The only category were Aussies excelled was in foreign language films. And by that we mean our hatred of them. Just over a third (35 per cent) of Australians said they’d bother with a film in another language making us the least likely of any APAC country.
Going to the cinema is about more than just the film and adverts are seen by many as integral to the cinematic experience.
Over half of APAC residents (57 per cent) think that ads shown before films help to set the mood.
Nearly two-thirds of respondents (62 per cent) also agree that cinema advertising is a good way to find out about new products and 61 per cent agree that it keeps them up to date with things happening in the local area.
Half of consumers (51 per cent) find cinema advertising more creative and/or entertaining than other forms of advertising and roughly the same amount (50 per cent) also admit to paying more attention to cinema adverts than to TV adverts.
Publicity around a film matters most in China, where 40 per cent of those polled say it is a factor in whether they decide to see a film at the cinema.
Awards nominations, including Oscars, appear to hold little sway with consumers; just 12 per cent say that such nominations influence their decision to see a film.

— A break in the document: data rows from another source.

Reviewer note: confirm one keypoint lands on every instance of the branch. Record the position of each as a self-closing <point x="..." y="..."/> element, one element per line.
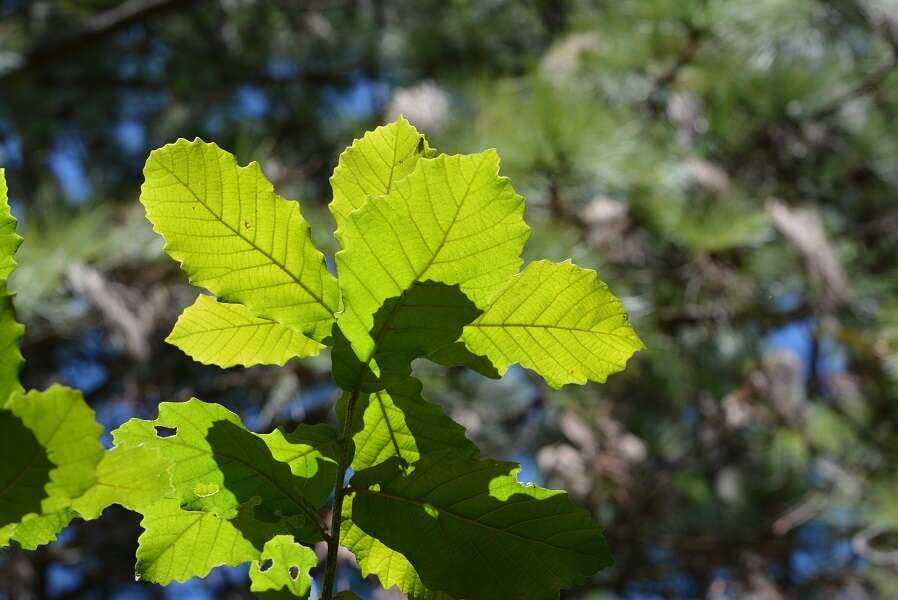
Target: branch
<point x="96" y="28"/>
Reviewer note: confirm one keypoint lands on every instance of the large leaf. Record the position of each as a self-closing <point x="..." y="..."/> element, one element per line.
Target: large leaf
<point x="217" y="464"/>
<point x="131" y="477"/>
<point x="399" y="422"/>
<point x="421" y="321"/>
<point x="311" y="451"/>
<point x="452" y="516"/>
<point x="235" y="237"/>
<point x="66" y="427"/>
<point x="558" y="320"/>
<point x="178" y="544"/>
<point x="39" y="530"/>
<point x="376" y="558"/>
<point x="453" y="220"/>
<point x="283" y="569"/>
<point x="218" y="333"/>
<point x="22" y="481"/>
<point x="371" y="165"/>
<point x="55" y="438"/>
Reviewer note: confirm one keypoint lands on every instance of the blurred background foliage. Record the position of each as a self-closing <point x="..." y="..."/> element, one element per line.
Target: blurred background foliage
<point x="730" y="167"/>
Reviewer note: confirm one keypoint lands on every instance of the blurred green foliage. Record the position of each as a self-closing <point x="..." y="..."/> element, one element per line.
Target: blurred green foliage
<point x="729" y="167"/>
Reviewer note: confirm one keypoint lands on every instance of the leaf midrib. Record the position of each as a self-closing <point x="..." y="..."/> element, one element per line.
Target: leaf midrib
<point x="319" y="299"/>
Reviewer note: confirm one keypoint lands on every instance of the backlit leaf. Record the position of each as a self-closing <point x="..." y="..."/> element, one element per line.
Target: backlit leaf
<point x="236" y="237"/>
<point x="217" y="464"/>
<point x="471" y="530"/>
<point x="218" y="333"/>
<point x="558" y="320"/>
<point x="131" y="477"/>
<point x="178" y="544"/>
<point x="453" y="220"/>
<point x="371" y="165"/>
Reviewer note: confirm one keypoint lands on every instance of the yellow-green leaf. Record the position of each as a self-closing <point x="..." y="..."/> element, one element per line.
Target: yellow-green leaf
<point x="236" y="237"/>
<point x="371" y="165"/>
<point x="283" y="569"/>
<point x="559" y="320"/>
<point x="453" y="220"/>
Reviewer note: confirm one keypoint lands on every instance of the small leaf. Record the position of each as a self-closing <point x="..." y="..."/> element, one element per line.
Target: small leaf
<point x="235" y="237"/>
<point x="56" y="438"/>
<point x="399" y="422"/>
<point x="131" y="477"/>
<point x="286" y="569"/>
<point x="218" y="333"/>
<point x="66" y="427"/>
<point x="312" y="453"/>
<point x="211" y="446"/>
<point x="39" y="530"/>
<point x="177" y="544"/>
<point x="22" y="481"/>
<point x="376" y="558"/>
<point x="371" y="165"/>
<point x="453" y="220"/>
<point x="558" y="320"/>
<point x="471" y="530"/>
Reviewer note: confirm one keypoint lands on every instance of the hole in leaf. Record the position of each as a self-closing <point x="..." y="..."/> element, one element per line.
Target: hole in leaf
<point x="165" y="432"/>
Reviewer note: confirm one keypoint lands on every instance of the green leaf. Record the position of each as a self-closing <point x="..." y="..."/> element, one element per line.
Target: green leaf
<point x="217" y="333"/>
<point x="558" y="320"/>
<point x="217" y="464"/>
<point x="56" y="439"/>
<point x="312" y="453"/>
<point x="132" y="477"/>
<point x="178" y="544"/>
<point x="452" y="516"/>
<point x="283" y="569"/>
<point x="38" y="530"/>
<point x="423" y="319"/>
<point x="399" y="422"/>
<point x="22" y="481"/>
<point x="453" y="220"/>
<point x="9" y="239"/>
<point x="235" y="237"/>
<point x="371" y="165"/>
<point x="66" y="427"/>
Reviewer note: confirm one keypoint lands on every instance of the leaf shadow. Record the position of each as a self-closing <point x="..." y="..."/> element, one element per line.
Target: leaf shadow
<point x="268" y="494"/>
<point x="25" y="470"/>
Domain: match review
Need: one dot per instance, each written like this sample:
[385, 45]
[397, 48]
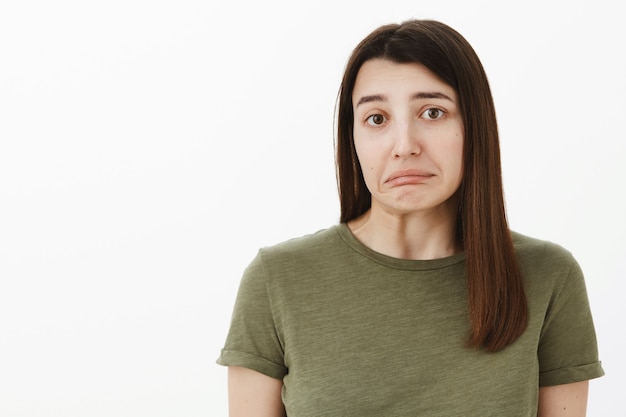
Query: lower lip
[410, 179]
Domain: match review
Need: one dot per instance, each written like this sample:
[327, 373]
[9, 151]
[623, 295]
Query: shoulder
[530, 249]
[546, 264]
[311, 246]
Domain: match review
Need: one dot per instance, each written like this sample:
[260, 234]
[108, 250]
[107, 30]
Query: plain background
[149, 148]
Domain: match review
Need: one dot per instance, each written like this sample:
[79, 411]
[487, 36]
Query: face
[408, 134]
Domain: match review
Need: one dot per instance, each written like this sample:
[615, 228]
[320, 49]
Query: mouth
[411, 176]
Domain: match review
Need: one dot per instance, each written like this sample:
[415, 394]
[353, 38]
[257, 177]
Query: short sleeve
[568, 349]
[252, 340]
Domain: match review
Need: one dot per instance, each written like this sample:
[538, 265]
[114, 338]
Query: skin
[407, 121]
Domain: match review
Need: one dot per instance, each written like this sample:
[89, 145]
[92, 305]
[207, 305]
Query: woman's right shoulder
[306, 244]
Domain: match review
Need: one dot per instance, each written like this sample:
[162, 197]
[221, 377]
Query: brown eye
[375, 120]
[433, 114]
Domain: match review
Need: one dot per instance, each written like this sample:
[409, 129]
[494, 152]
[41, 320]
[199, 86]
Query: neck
[417, 236]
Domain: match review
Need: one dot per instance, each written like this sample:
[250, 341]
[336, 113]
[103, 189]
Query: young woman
[421, 301]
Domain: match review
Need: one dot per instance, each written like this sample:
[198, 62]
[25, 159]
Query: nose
[406, 143]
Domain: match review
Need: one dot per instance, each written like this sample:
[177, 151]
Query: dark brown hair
[498, 311]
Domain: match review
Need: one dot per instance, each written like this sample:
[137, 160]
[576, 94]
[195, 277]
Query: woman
[421, 301]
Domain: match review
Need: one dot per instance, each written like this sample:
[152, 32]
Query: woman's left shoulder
[538, 252]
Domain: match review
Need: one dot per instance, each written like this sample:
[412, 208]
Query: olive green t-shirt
[352, 332]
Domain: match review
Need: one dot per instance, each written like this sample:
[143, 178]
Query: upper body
[352, 332]
[422, 301]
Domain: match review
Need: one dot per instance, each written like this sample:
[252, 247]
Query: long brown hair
[498, 311]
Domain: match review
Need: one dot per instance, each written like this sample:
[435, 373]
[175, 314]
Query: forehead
[380, 76]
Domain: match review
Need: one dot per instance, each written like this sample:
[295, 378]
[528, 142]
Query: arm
[252, 394]
[567, 400]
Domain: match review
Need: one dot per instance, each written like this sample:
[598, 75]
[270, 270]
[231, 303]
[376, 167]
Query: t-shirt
[352, 332]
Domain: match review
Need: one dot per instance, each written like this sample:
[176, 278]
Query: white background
[148, 148]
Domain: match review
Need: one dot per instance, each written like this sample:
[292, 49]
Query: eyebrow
[416, 96]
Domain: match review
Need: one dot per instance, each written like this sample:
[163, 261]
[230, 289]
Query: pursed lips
[409, 176]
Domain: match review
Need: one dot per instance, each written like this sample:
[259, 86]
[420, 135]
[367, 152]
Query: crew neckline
[396, 263]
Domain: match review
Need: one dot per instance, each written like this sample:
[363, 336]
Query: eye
[433, 114]
[376, 120]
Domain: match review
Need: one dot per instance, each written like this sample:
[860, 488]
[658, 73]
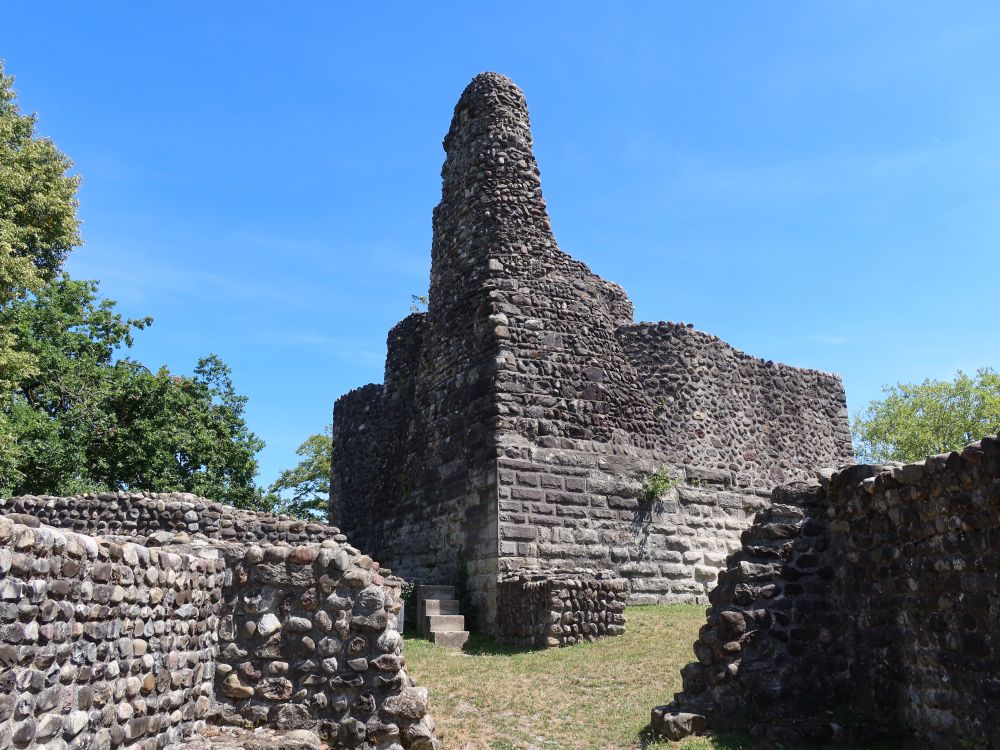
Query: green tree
[914, 421]
[88, 419]
[38, 224]
[75, 414]
[304, 490]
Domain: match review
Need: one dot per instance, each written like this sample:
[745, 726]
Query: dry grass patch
[595, 696]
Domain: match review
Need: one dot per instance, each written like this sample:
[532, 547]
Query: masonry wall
[308, 640]
[103, 645]
[133, 639]
[165, 515]
[532, 405]
[874, 593]
[759, 422]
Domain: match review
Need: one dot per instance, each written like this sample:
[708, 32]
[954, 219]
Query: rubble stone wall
[142, 514]
[760, 422]
[131, 640]
[876, 591]
[560, 608]
[308, 640]
[584, 508]
[517, 414]
[103, 644]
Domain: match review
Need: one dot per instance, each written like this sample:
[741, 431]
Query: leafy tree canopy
[38, 224]
[76, 415]
[304, 489]
[915, 421]
[86, 420]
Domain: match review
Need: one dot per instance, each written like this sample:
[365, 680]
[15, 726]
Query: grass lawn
[595, 696]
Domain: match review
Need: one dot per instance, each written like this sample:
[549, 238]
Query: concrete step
[443, 623]
[434, 591]
[454, 638]
[441, 607]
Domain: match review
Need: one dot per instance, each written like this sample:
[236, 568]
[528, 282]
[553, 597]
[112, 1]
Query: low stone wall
[106, 642]
[103, 645]
[309, 641]
[141, 514]
[872, 593]
[559, 608]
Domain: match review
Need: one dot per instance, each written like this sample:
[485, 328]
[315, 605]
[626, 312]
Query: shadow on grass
[720, 740]
[477, 645]
[482, 645]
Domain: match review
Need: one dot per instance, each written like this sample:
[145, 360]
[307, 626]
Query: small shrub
[656, 485]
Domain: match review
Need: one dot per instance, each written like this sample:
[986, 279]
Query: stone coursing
[103, 644]
[875, 593]
[559, 608]
[518, 414]
[760, 422]
[308, 640]
[135, 639]
[148, 514]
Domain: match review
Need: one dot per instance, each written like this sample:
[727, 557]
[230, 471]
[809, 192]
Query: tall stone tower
[520, 413]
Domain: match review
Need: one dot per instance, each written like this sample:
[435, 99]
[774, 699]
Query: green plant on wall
[656, 485]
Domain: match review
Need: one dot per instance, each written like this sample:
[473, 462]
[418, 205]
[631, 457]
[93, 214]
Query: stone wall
[135, 639]
[760, 422]
[148, 514]
[560, 608]
[103, 644]
[518, 415]
[876, 593]
[571, 508]
[308, 640]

Much of the hype that surrounds new releases comes from social media, with 65 per cent of consumers finding out about future films this way. However, there is a significant generational gulf between how different ages find out about films; whereas three-quarters of 16-24 year olds (74 per cent) find out about new films via social media just 37 per cent of over 55s do.
By contrast, 41 per cent of over 55s find out about new releases from newspapers compared to just 13 per cent of 16-24 year olds.